Ralph Tedesco: One of the founding fathers of men’s basketball at Manhattanville College, and remains the longest-serving coach in team history, having spent 15 years behind the Valiant bench (1979-94).

His 17 wins in the 1985-86 and 1986-87 seasons are a program record. His teams made six playoff appearances in the prestigious CEAC Metro Tournament between 1982 and 1992. He remains the basketball program’s all-time leader in wins (194) and games coached (385), while he still ranks fourth all-time in wins and third in games coached in all Manhattanville sports.

Pat Quigley. Photo courtesy of Andy Furman

Pat Quigley: He attended St. John’s Prep and later St. John’s University. He taught history at Bishop Loughlin from 1967 to 2006 and was a librarian from 1994 to 2006. He coached basketball at St. Barbara’s Parish (1959-1966) and coached first grade basketball. year (1968-69); jayvee (1970-72) and academic (1972-87 and 1990-91).
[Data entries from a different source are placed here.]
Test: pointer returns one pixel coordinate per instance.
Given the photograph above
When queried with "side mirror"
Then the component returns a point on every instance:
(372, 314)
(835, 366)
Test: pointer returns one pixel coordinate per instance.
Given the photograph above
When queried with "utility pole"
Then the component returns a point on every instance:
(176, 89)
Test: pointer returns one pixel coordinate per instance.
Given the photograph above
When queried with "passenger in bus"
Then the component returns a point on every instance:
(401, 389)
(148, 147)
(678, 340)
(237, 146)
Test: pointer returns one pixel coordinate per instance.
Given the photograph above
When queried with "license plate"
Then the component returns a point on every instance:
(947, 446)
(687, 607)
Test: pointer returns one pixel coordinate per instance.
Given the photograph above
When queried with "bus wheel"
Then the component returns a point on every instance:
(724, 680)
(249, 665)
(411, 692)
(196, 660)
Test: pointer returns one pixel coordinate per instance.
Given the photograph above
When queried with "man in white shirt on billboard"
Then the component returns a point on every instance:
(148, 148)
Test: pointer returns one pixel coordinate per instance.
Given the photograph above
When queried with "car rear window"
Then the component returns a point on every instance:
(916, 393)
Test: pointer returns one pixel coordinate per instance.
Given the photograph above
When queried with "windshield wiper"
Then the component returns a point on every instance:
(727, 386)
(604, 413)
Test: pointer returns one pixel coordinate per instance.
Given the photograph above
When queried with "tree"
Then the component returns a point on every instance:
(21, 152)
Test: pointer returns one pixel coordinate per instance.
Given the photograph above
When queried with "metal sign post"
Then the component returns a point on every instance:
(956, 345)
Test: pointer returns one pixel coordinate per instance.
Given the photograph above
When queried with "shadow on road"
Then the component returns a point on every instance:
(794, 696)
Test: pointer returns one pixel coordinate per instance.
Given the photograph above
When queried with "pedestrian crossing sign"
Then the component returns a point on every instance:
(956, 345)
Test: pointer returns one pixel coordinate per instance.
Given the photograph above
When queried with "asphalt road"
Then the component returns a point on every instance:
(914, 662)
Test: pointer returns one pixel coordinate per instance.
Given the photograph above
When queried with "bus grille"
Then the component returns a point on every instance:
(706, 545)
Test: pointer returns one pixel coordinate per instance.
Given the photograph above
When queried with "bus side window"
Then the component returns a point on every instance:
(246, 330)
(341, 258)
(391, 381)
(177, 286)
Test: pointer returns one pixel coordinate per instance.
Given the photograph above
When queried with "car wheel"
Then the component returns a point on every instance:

He was assistant coach at Iona College in 1987-88. He has four diocesan championships, a city title (1975), a New York State championship (1983).

Rich Kosick. Photo courtesy of Andy Furman

Rich Kosik: He is the facilitator of the PSAL student-athlete/parent seminar. He has helped many CHSAA and PSAL athletes obtain college scholarships.

“It’s 62n/a dinner year,” said Raymond P. Nash, president of the organization. “I took over from the original team,” he said, “and I’ve been doing that for about 20 years. Dennis (McDermott) – St. Francis Basketball Hall of Fame College – joined me about five years ago.

Old Timers of America dinner and induction scheduled for Friday, May 6and at Sirico, 8023 13and Avenue, Brooklyn 11228. Cocktails at 6 p.m. Dinner at 7 p.m. Tickets are $150. Make checks payable to: Raymond Nash, Basketball Old Timers, 86-46 Fort Hamilton Parkway, Suite 4A, Brooklyn, New York 11209.